- Education: Hertford College, Oxford
- Occupation: Theatre & Opera Director

= Robin Norton-Hale =

English theatre and opera director

Robin Norton-Hale is an English writer and director for opera and theatre. She is the Artistic Director of OperaUpClose, having founded the company alongside Adam Spreadbury-Maher and Ben Cooper in October 2009 and was previously Artist in Residence at Oxford Playhouse.

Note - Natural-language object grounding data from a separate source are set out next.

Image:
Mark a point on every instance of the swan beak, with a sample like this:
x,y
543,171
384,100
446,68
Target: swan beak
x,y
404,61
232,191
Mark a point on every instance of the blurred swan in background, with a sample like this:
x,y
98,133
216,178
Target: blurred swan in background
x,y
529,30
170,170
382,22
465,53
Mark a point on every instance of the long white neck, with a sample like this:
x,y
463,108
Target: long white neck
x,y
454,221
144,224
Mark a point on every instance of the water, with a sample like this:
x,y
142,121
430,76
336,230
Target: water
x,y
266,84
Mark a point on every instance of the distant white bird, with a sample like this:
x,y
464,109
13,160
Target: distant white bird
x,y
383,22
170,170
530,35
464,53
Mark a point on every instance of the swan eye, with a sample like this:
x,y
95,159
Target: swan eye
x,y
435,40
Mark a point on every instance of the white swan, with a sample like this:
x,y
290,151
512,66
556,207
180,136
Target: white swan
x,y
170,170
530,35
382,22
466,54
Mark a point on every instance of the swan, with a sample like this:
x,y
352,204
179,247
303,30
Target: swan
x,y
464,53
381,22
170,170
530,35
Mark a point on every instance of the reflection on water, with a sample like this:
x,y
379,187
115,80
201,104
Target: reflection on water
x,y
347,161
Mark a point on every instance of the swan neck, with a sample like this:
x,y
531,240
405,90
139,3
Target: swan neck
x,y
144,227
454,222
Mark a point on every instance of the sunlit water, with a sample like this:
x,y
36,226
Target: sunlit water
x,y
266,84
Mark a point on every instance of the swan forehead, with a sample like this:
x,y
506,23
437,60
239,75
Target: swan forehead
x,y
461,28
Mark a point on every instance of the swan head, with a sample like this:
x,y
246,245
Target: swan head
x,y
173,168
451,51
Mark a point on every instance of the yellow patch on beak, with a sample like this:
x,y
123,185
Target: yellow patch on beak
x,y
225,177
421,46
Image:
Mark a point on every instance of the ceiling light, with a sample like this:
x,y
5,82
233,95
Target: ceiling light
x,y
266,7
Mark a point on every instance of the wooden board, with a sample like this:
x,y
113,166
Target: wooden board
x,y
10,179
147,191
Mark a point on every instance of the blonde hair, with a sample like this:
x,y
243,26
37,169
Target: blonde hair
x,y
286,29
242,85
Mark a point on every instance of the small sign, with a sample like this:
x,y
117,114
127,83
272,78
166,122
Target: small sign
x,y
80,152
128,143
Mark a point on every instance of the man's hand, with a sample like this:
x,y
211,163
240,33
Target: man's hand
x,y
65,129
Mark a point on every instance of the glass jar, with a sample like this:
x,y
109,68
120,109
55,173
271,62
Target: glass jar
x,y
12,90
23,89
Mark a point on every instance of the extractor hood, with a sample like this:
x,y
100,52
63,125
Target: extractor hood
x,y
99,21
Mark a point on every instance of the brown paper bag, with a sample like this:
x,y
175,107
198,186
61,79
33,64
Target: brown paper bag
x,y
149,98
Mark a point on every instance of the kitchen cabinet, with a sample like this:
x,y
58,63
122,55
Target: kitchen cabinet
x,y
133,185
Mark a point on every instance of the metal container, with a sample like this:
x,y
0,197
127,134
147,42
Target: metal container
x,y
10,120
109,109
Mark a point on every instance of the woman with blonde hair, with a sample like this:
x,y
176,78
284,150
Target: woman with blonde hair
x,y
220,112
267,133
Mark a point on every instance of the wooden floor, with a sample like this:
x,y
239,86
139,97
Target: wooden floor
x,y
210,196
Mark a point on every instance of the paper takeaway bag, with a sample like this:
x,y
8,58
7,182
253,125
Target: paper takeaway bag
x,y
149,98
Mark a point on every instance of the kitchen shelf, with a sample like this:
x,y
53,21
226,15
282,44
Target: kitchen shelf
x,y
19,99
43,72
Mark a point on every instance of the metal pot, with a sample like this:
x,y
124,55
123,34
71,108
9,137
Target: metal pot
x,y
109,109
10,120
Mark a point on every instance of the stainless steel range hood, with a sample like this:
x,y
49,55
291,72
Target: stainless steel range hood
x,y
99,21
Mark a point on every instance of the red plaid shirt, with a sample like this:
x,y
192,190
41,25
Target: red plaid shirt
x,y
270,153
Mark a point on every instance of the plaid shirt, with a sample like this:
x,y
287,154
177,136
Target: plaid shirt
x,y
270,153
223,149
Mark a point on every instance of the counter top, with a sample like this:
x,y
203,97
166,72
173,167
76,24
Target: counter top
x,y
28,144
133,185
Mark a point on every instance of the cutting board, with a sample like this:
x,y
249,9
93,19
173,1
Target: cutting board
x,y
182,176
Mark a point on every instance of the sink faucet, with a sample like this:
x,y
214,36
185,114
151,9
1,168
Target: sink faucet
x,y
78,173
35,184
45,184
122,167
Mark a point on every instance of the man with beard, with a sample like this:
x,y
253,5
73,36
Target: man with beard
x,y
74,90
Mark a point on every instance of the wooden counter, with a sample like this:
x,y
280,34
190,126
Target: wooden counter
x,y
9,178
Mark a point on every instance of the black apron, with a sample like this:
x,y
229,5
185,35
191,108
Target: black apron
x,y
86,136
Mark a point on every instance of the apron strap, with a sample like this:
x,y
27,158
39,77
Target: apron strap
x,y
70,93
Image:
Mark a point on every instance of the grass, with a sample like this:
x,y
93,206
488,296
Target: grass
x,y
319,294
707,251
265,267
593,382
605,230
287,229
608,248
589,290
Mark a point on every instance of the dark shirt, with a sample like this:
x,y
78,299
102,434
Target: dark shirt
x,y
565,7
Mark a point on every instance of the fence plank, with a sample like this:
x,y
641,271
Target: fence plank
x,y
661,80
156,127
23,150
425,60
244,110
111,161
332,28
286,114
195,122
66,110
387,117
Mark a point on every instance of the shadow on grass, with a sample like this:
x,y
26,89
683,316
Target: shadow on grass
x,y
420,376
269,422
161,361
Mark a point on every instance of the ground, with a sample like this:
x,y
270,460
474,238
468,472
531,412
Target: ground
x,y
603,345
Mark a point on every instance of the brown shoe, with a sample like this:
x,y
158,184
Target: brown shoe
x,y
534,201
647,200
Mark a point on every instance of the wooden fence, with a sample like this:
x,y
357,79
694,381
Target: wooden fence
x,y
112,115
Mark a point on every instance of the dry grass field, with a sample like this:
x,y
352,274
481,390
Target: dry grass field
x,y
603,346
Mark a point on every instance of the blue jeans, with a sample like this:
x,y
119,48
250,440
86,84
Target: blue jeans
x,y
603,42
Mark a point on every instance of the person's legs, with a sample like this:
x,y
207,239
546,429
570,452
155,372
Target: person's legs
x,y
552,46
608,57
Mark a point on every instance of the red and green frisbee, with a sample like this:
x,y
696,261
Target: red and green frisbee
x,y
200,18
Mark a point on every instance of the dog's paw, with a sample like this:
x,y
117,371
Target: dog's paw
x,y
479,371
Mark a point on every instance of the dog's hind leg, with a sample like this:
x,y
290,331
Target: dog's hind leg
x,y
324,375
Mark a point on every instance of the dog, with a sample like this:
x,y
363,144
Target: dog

She studied English Literature at Hertford College, Oxford and was a Clore Cultural Leadership Fellow (2013/14).

==Career==
For OperaUpClose Norton-Hale has written new English librettos and directed productions including La Bohème (Soho Theatre, Cock Tavern Theatre and King's Head Theatre), winner of the 2011 Olivier Award for Best Opera, and Best Off-West End Production in the 2011 Whatsonstage.com Awards; a production of Carmen in partnerships with the End Violence Against Women Coalition ("radical... a gripping, thought-provoking achievement" WhatsOnStage); Mary, Queen of Scots in partnership with the National Trust ("superb" London Evening Standard) and in 2019, an original libretto for an opera for Early Years, created in partnership with composer Joanna Lee, based on Jill Murphy’s picture book Peace At Last. These productions have been seen in venues including Bristol Old Vic, Cast Doncaster, Northcott Exeter, Snape Maltings, Stephen Joseph Theatre Scarborough and Theatr Clwyd.

Other directing credits include Notes to the Forgotten She-Wolves (co-directed with Athena Stevens, Sam Wanamaker Playhouse), Redefining Juliet (Barbican), The Little Sweep and La Traviata (Malmo Opera, Sweden), Masters Are You Mad? by Glyn Maxwell (Grosvenor Park Open Air Theatre) and The Taming of the Shrew (Southwark Playhouse).

She has written new English versions of eight operas, including Eugene Onegin and The Marriage of Figaro. Her librettos for La Bohème and Don Giovanni are published by Oberon. Her play for young children, The Mince Pie Mice, was performed at the Lichfield Garrick in December 2021.